Ray Cleere pays tribute to the great musician on the centenary of his birth
For most Europeans, rock and roll began with Bill Haley and particularly with ‘Rock Around the Clock’ which gained success from being selected as the theme song for the film ‘The Blackboard Jungle’.
Born William John Clifton Haley, 100 years ago on July 6th, 1925, at Highland Park, a Detroit suburb, Bill Haley spent a decade in obscurity before finding fame in the mid-fifties as the first idol of the rock and roll era.
When Haley was four his parents, both musical, moved to Pennsylvania. As a teenager, Haley attempted to launch himself as a hillbilly artiste in local fairs and amusement parks. He played guitar for two years with his cousin Lee’s band in Booth-Winn during the early forties, made his first solo record, ‘Candy Kisses’, at 18, and spent the next four years on the road with various obscure cowboy bands.
While Haley had been on the road, a small radio station, WPWA, had been built in Chester, Pennsylvania, adjacent to Booth-Winn. In 1949, Haley returned home, worked at WPWA and formed his own band – the ‘Four Aces of Western Swing’ – who broadcast regularly from the station.
With another band – first called the Down Homers, then the Saddlemen – he recorded several country songs that quickly disappeared into obscurity.
In 1950, the band were signed to a Philadelphia record label, Essex, and in 1951 Haley recorded Jackie Brenston’s rhythm and blues number ‘Rocket 88’. That record sold only 10,000 copies, but the song convinced Haley that high energy music – something like black rhythm and blues – would prove popular.
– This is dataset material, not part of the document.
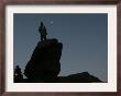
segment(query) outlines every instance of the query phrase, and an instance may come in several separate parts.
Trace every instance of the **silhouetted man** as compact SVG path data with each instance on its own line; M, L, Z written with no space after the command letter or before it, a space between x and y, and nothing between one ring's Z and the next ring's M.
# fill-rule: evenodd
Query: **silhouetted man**
M43 22L41 22L41 26L38 27L38 32L41 34L41 40L46 40L46 27L43 25Z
In 1952, he changed the band’s name to ‘Bill Haley and the Comets’ and recorded another rhythm and blues number, ‘Rock The Joint’, which sold 75,000 copies. A Haley original, ‘Crazy Man, Crazy’ was recorded by Ralph Morterie and given extensive airplay, but Haley’s own more rambunctious version was more popular and in 1953 it became the first rock and roll record to enter the Billboard pop charts.